I’m usually on the other side of the microphone, but last year I found myself being interviewed about a project of mine called Echo Location. When the article was published, I was somewhat embarrassed to see that the writer had referred to me as a “professional listener”. While it’s true to say that I have been a professional music journalist and editor for many years, there was something strange about seeing the word applied to listening.
Although I have listened to a lot of music in a professional capacity, my exposure to the world of sound - be it field recording, bioacoustics, sonic arts and so on - has been more recent. In that sense, I consider myself not so much a professional as an amateur enthusiast, still finding my way.
This newsletter is a continuation of that journey.

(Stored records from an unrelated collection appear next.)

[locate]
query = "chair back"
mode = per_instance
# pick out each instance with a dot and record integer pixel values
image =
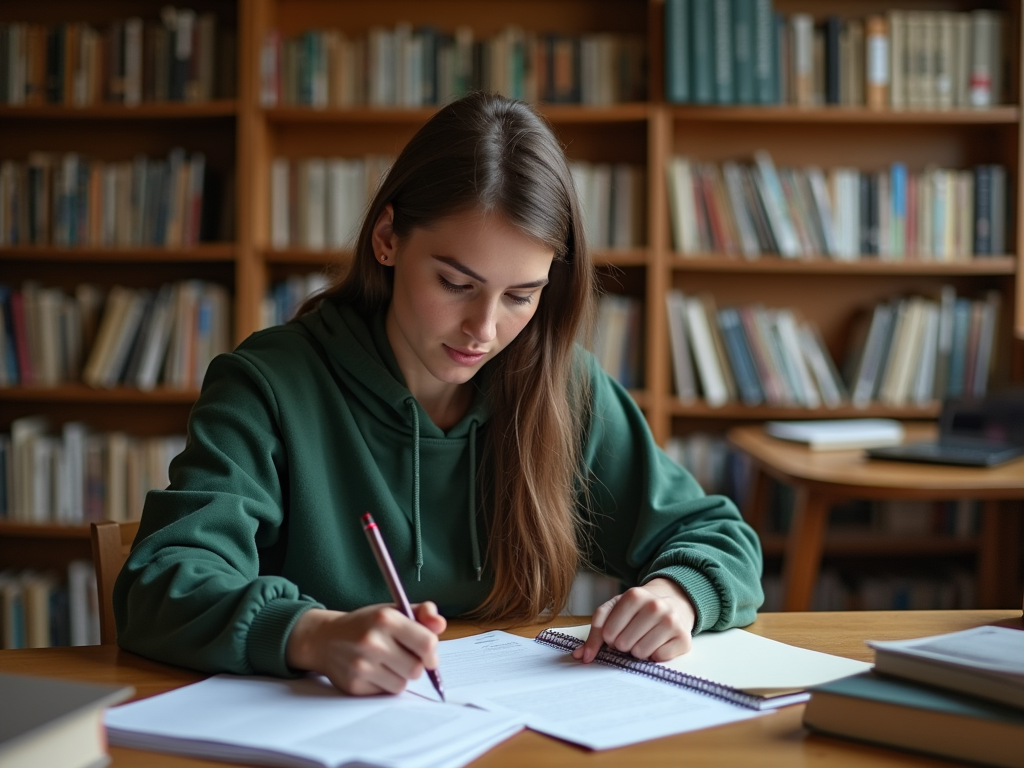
(111, 545)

In a world where images rule supreme, speaking and writing about listening can often feel quite abstract. The hyper-academic field of sound studies and the scenes that surround field recording and experimental music don’t make this any more accessible. Noise pollution is rarely taken seriously in public discourse. Despite increased exposure, bioacoustic research often doesn’t resonate much beyond the papers in which it is published.
And yet, having spent the last few years immersed in some of these spaces, lurking behind the fog of data and discourse is a rich and vibrant world of work being pursued by a whole range of people listening to the relationships between nature, culture, politics and society. There are musicians working with bat echolocation calls or seismic data-sets. Sound artists capturing the fizzing sound of an algal bloom at the edges of the Arctic sea ice. Marine bioacousticians repopulating coral reefs with underwater sound systems. Authors writing books about foghorns. Far from feeling abstract, it all seems to teem with life.

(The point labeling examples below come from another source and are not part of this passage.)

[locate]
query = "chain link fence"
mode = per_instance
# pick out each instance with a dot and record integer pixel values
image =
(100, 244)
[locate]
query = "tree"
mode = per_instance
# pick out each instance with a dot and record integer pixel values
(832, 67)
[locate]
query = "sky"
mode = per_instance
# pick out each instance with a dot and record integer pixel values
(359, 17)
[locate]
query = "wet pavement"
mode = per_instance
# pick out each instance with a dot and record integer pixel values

Featuring interviews with sound artists, musicians, scientists and sonic practitioners, this newsletter hopes to bring some of that work under one roof. Skipping between disciplines, I hope it will create a space for dialogue with the people whose work is interested in listening differently.
Through sound it is possible to hear connections between people, place, industries and ecologies that might otherwise be hidden. Listening, it seems to me, has the potential to expose the political processes that underpin climate change and create new narratives of our relationship with the natural world. Through Sounds hopes to uncover some of those stories.